Von Kirstin Hausen |
    Eine Talkshow auf Telelombardia, dem privaten Regionalfernsehen für die Lombardei. Im Mailänder Studio sitzen Hochschulabsolventen, die zum ins Ausland gehen wollen, um dort zu arbeiten. Der Moderator, Ende 50, väterliche Ausstrahlung, fragt Riccarda, wo es denn hingehe. "Australien", antwortet die junge Mathematikerin. Der junge Mann neben ihr will in die USA. "Soweit weg", seufzt der Moderator. Warum denn niemand nach Deutschland gehe, wundert er sich. "Wer will da schon hin", murmelt ein frischgebackener Jurist und erntet Lacher im Publikum.

    Arbeitsplätze in Deutschland sind bei italienischen Akademikern zwar beliebter als je zuvor, trotzdem sagt diese Begebenheit doch viel über das deutsch-italienische Verhältnis aus. So spannungsgeladen und ambivalent wie jetzt war es schon lange nicht mehr. Das liegt vor allem an der Finanzkrise. Da kommt vieles wieder hoch, denn die deutsche Haltung in der Europäischen Union wird häufig als egoistisch und unnachgiebig empfunden.

    Deutschland verschanze sich hinter seiner Härte, ohne jedes Verständnis für die anderen Länder Europas, sagt der Berlinkorrespondent der römischen Tageszeitung "La Repubblica". Was er in dieser Zeitung schreibt, ist noch negativer.
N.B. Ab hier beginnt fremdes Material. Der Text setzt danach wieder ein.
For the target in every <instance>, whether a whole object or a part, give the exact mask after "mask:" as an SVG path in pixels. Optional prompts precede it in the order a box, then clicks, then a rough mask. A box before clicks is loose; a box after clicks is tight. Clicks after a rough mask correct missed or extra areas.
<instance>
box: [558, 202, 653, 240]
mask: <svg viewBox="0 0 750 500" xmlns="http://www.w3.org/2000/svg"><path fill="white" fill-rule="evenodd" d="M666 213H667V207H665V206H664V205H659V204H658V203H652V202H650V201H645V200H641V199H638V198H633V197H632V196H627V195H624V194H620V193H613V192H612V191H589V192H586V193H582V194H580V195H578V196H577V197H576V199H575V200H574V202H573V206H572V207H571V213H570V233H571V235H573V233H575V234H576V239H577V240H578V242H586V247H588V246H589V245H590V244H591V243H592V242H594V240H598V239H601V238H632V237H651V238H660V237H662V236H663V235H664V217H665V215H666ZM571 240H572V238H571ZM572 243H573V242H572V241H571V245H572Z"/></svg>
Die Bundesregierung sei an einem Ende der Krise gar nicht interessiert, weil sie so von besonders niedrigen Zinsen auf Bundesanleihen profitiere. Ihr Verhalten reiße Europa in den Abgrund.

    In dieser Stimmung sorgt sogar das Schiffsunglück vor der Insel Giglio für böses Blut.

    "Il giornale", eine Zeitung im Besitz der Familie Berlusconi, reagierte besonders heftig auf einen bissigen Spiegel-online-Kommentar, indem es um die italienische Nationalität des Kapitäns Schettino ging:

    "Wir haben Schettino, ihr habt Auschwitz", so "Il giornale".

    Die Nazivergangenheit Deutschlands als Waffe, um der deutschen Kritik an Italien zu begegnen. Das kann verwundern, weil Italien selbst 20 Jahre lang im faschistischen Gleichschritt hinter Benito Mussolini hermarschiert war.. Doch dieses dunkle Kapitel der italienischen Geschichte ist aus dem kollektiven Gedächtnis verschwunden. Vor allem in Norditalien sind die Geschichten von Widerstandskämpfern, die von deutschen Soldaten verhaftet oder erschossen worden sind, immer noch sehr gegenwärtig:

    "Ich hasse sie, wenn ich daran denke, wie grausam sie gewesen sind. Ohne jedes Mitgefühl. Die junge Generation hat keine Schuld, aber sie haben dasselbe Blut in ihren Adern."

    "Meine Eltern haben den Krieg und die Besatzung durch die Deutschen erlebt, und wenn im Fernsehen deutsch gesprochen wurde, schalteten sie um, weil sie diese Sprache an das Leid, das sie erlebt haben, erinnerte."

    Die italienischen Medien berührten immer noch einen wunden Punkt, wenn sie auf die Nazivergangenheit Deutschlands anspielten. Die Deutschlandkennerin Maria Laura Lanzillo von der Universität Bologna ist davon überzeugt. Sie sagt aber auch:

    "Ich weiß nicht, ob wir wirklich Angst vor den Deutschen haben oder ob diese Angst nicht in Wahrheit von den Medien konstruiert wird. In den vergangenen 60 Jahren haben die Deutschen alles getan, um sich in die internationale Staatengemeinschaft einzufügen. Sie haben viel für den Aufbau der Europäischen Union getan und ihre Schwierigkeit jetzt ist, dass die Institutionen, für die sie so viel getan haben, nun in eine enorme Krise geraten sind."

    Lanzillo ist Professorin für Kommunikation und Politische Philosophie. Gerade wegen ihrer Argumente und Kenntnisse wird sie derzeit in jede erdenkliche italienische Talkshow eingeladen. Über die Deutschen sagt sie:

    "Sie wissen auch nicht so genau, was zu tun ist. Denn die Rolle des 'Rudelführers' haben sie sich nicht ausgesucht. Wir haben ihnen diese Rolle untergeschoben, auch weil Deutschland die einzige Wirtschaftsmacht in Europa ist, die das Zeug dazu hat."

    Und mit diesem Urteil über Deutschland urteilt sie gleichzeitig über Italien.